The timescale problem

  • Stability constraints force \(\Delta t \approx 10^{-15}\) s \(\sim\) vibrational period of hydrogen bonds.
  • Dynamical properties often requires much larger timescales: \(T \approx 10^{-3}\)\(10^{3}\) s \(\rightarrow \sim 10^{12}\)\(10^{18}\) timesteps with naive MD: not possible.
  • Key difficulty: metastability/separation of timescales.
  • Signature of energetic and entropic barriers separating metastable states in configuration space.

Accelerated MD

  • Methods designed to exploit metastability to accelerate transitions in dynamically unbiased ways.

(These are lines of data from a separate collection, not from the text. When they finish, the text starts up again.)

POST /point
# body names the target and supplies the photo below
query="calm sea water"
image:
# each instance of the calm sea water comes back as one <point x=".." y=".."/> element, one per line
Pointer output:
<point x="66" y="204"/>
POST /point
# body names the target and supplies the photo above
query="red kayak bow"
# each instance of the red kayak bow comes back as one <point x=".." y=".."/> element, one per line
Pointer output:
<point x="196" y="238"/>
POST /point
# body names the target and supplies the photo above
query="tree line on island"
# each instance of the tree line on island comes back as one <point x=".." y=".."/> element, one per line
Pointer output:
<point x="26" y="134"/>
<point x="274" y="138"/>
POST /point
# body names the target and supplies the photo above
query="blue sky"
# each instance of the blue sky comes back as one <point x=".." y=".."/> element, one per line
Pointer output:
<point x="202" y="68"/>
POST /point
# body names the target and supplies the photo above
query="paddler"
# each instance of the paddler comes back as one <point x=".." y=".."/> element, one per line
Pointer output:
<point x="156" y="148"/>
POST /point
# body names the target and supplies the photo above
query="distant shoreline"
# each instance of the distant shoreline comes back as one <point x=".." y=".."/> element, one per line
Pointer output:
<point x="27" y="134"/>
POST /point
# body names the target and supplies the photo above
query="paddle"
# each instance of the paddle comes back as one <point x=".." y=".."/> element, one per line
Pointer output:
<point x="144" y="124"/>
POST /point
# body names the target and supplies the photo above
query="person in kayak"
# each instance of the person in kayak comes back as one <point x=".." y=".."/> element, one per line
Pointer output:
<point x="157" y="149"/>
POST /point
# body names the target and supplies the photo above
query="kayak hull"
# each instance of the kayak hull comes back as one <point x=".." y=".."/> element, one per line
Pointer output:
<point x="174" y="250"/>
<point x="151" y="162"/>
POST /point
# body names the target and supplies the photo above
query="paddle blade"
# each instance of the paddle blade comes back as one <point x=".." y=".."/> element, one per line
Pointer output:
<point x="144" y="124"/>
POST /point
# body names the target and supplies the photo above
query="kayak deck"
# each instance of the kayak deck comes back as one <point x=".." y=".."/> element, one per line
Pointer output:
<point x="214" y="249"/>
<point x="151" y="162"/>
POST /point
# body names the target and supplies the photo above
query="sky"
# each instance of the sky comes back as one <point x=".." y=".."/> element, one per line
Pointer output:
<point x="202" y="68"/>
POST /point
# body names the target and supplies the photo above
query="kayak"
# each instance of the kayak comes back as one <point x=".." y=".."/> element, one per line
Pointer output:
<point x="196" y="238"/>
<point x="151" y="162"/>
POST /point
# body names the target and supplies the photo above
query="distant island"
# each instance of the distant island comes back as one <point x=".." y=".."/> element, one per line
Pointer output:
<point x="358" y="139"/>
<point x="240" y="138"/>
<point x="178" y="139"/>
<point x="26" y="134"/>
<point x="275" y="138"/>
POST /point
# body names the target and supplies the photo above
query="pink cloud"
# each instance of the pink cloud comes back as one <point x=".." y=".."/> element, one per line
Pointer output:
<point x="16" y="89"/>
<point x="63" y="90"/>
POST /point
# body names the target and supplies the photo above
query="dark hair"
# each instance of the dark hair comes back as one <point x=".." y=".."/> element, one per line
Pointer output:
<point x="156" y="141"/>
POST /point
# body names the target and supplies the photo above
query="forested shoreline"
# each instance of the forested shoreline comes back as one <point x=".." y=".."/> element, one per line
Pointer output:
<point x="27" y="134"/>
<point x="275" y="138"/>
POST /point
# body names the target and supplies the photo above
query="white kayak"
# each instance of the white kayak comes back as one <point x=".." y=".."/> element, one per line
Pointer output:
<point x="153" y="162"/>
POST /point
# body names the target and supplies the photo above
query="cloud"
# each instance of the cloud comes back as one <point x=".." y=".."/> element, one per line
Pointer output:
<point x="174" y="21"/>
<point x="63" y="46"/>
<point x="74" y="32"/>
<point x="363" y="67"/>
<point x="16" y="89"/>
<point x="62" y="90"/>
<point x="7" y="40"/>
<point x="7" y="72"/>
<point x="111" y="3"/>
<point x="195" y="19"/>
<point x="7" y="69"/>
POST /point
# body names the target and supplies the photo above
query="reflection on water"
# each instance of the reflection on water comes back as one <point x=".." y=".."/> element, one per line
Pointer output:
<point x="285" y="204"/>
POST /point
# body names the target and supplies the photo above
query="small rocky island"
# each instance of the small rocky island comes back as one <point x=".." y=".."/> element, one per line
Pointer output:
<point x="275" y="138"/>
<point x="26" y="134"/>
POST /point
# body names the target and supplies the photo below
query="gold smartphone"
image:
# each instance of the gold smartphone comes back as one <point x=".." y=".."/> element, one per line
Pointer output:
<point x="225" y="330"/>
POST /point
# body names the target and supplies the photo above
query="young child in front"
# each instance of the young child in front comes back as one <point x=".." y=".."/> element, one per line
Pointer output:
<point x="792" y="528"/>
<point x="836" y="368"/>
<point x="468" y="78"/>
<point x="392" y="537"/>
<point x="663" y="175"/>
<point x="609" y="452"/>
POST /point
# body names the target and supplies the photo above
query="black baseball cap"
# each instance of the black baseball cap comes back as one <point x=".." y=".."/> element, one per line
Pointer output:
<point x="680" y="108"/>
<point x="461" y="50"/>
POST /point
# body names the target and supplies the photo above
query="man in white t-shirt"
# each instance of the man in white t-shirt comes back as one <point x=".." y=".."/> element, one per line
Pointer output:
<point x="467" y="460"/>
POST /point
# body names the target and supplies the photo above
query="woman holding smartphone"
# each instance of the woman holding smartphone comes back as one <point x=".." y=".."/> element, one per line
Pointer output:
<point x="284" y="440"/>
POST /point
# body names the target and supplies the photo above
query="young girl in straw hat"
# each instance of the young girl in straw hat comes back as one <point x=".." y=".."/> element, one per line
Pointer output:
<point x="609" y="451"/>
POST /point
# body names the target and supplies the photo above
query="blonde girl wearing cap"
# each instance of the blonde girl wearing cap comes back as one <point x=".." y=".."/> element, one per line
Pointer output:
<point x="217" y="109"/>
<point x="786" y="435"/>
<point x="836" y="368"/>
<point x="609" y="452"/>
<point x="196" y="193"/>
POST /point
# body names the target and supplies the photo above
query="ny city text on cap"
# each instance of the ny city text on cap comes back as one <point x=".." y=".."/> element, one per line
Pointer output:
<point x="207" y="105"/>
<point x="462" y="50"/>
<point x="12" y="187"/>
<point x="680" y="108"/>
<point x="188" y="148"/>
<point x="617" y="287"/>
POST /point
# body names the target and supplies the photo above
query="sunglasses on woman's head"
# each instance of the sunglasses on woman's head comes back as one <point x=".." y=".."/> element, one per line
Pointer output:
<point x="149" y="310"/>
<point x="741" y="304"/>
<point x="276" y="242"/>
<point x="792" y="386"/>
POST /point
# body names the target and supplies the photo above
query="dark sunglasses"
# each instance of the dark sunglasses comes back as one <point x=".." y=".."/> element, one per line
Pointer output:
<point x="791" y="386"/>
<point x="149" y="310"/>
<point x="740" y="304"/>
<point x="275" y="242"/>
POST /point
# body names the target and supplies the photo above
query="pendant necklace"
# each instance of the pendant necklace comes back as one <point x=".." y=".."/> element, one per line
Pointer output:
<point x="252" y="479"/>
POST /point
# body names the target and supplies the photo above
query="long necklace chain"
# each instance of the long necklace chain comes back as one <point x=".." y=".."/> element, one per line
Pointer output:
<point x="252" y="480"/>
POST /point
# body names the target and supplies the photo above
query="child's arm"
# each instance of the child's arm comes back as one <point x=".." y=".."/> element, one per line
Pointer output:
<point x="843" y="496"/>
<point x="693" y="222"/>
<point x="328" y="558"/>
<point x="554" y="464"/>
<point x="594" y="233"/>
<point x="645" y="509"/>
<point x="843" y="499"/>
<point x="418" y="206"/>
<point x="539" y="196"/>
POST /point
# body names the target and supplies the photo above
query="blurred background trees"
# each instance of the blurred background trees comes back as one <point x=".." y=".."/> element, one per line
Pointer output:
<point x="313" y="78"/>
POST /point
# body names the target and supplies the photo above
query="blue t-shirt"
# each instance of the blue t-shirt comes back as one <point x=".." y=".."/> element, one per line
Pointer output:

Allow to simulate very long trajectories.
  • The Parallel Replica Algorithm (ParRep) does this by parallelizing the exit from metastable states.
  • The question I’m working on: how to define metastable states optimally to make ParRep as efficient as possible ?
  • Mathematically: problem in shape optimization of eigenvalues of an operator, \[ \underset{\Omega\subset {\mathbb{{R}}}^{3N}}{\min}\,\frac{\lambda_1(\Omega)}{\lambda_2(\Omega)-\lambda_1(\Omega)},\] with \[ \mathcal{L}_\beta u_k(\Omega) = -\lambda_k(\Omega)\text{ in }\Omega,\quad u_k(\Omega)|_{\partial\Omega}=0,\quad \mathcal{L}_\beta =\mathrm{e}^{\beta V}\mathrm{div}\left(\mathrm{e}^{-\beta V}\nabla\cdot\right).\]

A simulation using ParRep

  • Simulation of the stretching of a silver nanowire at 300 K from Los Alamos National Laboratory. Simulation using ParRep with \(N \approx 10^5\) CPU cores.
  • Each \(\mu\)s = \(10^9\) timesteps of naive MD. With ParRep, it is \(\approx C\times 10^9 / N \approx C \times 10^4\) steps of accelerated MD, with \(C>1\).
  • My job: find mathematically principled ways to make the prefactor \(C\) as small as possible.